Howard –Taylor was celebrating her 55th birthday and opted to hold a mass feeding event for many of them, bringing them together with the new government officials so that they would feel a part of society.
“I know this is the first time anyone has ever thought about this. People are afraid to come around you because of many reasons, but I see hope in you,” the Vice President said.
“You all have a great future and a glorious destiny. This is not an area anyone chooses to go. I thought it was time we brought back some sense of love and togetherness in your community.”

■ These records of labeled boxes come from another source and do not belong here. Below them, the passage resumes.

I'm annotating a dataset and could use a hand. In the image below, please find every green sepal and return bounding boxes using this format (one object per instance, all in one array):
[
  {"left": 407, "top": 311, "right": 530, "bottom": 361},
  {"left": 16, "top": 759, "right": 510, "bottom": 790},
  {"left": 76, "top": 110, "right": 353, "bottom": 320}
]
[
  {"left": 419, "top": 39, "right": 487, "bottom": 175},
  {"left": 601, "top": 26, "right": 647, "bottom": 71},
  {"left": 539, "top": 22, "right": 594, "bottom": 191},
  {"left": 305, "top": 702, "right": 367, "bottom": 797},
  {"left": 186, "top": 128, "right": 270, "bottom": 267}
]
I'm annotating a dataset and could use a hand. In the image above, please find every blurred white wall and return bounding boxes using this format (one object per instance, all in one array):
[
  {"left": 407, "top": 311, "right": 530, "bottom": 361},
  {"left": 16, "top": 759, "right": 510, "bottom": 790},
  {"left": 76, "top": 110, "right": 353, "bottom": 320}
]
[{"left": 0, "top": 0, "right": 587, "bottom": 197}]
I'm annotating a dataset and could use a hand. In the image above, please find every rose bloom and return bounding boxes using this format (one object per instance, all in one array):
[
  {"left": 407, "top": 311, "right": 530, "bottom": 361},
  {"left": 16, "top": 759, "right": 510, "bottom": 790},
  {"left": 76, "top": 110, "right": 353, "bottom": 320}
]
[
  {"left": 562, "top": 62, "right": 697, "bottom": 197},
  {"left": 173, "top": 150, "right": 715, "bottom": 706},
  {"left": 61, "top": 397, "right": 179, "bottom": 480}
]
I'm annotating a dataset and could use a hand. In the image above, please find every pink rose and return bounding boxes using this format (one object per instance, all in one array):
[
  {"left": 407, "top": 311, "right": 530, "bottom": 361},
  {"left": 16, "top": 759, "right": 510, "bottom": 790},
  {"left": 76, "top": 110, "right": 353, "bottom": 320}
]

It’s more than four months since the merry-making event was held for these users, but a comprehensive program to rehabilitate them seems farfetched.
In the words of CDC’s Morlu, as captured in a video clip when he recently visited the ghetto to “appreciate” the users, he assured, “We want you to know that the president you elected will not forget you. He, himself has put in programs that will look after you…, your vote was not cast in vain.”
According to international standard, rehabilitating and reintegrating the number of drug users across the country would require about US$36 million.
This means spending about US$10,000 on a person, which would cover treatment, accommodation, feeding, skill-training and a reintegration package.
And Logan suggests that the government may generate benefits from investing in the rehab project by launching agriculture projects.
“Government will not just spend the money on them and later release them, they are also going to pay that money back,” he suggested.
“So, if we add agriculture program to our project so that they will grow cassava and corn this will raise some money for the government before they are released.”